Can Democracy Survive?
It’s a portrait of a dystopia. Paramilitaries on tanks…tear gassing journalists…arresting unarmed people at gunpoint…declaring martial law….across an entire town…in peacetime…for killing an unarmed teenager…in the first place…with a President seemingly powerless to stop it.
That scene, of course, isn’t just Pakistan, Nigeria, or Cambodia today. It’s Ferguson, Missouri, the United States of America.
What the fuck?
Here’s what’s really going on. Constitutional Democracy itself is broken. Not just “in America”; but across the world. As an idea. Because it has few defenders left. And so the thugs and men with guns have simply stormed in, and…taken it away.
And that’s a shame. Because Constitutional Democracy—sorry, nerds, not Tinder, Uber, and Soylent—is one of humanity’s truly great accomplishments.

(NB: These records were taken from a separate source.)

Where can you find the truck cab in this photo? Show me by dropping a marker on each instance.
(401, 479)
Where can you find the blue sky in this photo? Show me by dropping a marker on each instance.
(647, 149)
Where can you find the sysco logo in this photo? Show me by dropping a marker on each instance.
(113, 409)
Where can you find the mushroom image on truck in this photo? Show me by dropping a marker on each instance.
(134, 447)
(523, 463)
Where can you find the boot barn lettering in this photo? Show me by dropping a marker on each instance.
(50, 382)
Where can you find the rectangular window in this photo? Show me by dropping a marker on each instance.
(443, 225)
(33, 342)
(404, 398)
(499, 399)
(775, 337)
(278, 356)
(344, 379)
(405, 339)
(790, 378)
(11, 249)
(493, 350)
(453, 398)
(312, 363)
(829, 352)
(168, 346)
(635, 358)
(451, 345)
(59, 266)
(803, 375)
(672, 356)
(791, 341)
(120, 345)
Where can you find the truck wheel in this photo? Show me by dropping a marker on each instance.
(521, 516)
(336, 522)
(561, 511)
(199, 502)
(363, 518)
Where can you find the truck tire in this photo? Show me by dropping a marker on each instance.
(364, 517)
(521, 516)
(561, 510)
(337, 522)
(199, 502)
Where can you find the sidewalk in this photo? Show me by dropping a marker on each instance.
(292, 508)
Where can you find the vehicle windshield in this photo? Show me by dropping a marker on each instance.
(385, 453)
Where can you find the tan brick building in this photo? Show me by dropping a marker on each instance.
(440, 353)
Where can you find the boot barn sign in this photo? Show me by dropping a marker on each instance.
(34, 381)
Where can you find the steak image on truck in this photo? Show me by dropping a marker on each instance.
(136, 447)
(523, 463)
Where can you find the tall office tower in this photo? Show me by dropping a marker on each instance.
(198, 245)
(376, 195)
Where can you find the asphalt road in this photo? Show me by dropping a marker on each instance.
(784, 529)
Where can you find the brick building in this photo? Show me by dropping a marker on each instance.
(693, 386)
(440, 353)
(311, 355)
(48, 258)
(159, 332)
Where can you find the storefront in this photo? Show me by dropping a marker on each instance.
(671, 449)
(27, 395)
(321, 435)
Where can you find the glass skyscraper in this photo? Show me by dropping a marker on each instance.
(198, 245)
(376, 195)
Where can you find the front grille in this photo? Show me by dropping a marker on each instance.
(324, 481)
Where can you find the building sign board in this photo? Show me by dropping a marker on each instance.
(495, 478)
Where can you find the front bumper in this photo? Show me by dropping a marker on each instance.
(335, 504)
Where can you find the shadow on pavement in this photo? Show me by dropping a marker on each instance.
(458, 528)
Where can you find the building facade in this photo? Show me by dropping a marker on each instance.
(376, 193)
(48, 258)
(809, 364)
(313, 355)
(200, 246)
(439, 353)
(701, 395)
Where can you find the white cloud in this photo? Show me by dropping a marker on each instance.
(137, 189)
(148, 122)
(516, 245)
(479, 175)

But the truth is that it began to end long ago. Over the last decade, Americans have lost the bulk of their basic rights. The right to free assembly, privacy, fair trial, speech, search, at a minimum. These simply no longer exist—though the Constitution nominally “guarantees” them, they are ignored and violated on a daily basis as part of everyday life.
That’s a small crack in a bigger collapse: the collapse of Constitutional Democracy.
America, of course, was once considered a great country. Not merely for its economic accomplishments; or its feats of engineering. But because it single-handedly created humanity’s greatest invention to date. A new kind of society. A Constitutional Democracy.
But the world’s most “successful” countries today are no longer Constitutional Democracies. They are one-party autocracies; they are de facto plutocracies; they are chest-beating oligarchies; they are something else entirely. Whatever America has become; a system for which we yet do not have a name.
Let’s call them Dismocracies, for now. For many of today’s regimes pretend to appear Democracies. To gain access to the world markets, to gain legitimacy in the world’s eyes, to gain favorable terms of trade. But they are precisely the negation of Constitutional Democracy. They are sophisticated social machines which funnel prosperity from the bottom, to the top.
What makes Dismocracies different? In these new regimes, people do not enjoy rights. The rich enjoy privileges; the poor bear burdens. Why? Because “growth” must be achieved at any cost—even if it means, paradoxically enough, impoverishing people.
The state does not truly govern—it merely manages society like a kind of giant investment fund. It is a kind of praetorship, which funnels funds to the private sector—from people. What, in turn, does the private sector “invest” in? Mechanisms of human repression. Private prisons, militaries, schools, hospitals, energy, information.
All the things, in short, that Constitutional Democracies guarantee as rights. Life, Liberty, and the Pursuit of Happiness…remember? Except in a Dismocracy, you do not have the right to any of these. You must purchase them. As privileges. If you can afford them…you must pay…through the nose…often to monopolists…in partnership with the very state that should exist to rein them in.
Life in Dismocracies is “dis”. It is dismal. It is disastrous. It is dystopian. It is short, nasty, bleak, hard, and depressing. And so it should concern us all to watch the world turning away from democracy.
None of us who claim to still be civilized people should want, or respect, Dismocracy. But that number, I fear, is shrinking every day.
Can Democracy survive? I don’t know. I confess: I don’t grow more hopeful by the day.
For the greatest ally of Dismocracy is the person who believes that Democracy is merely a trip to the megamall. In other words, the servant who believes he is the master; and so becomes less than the fool. The pawn.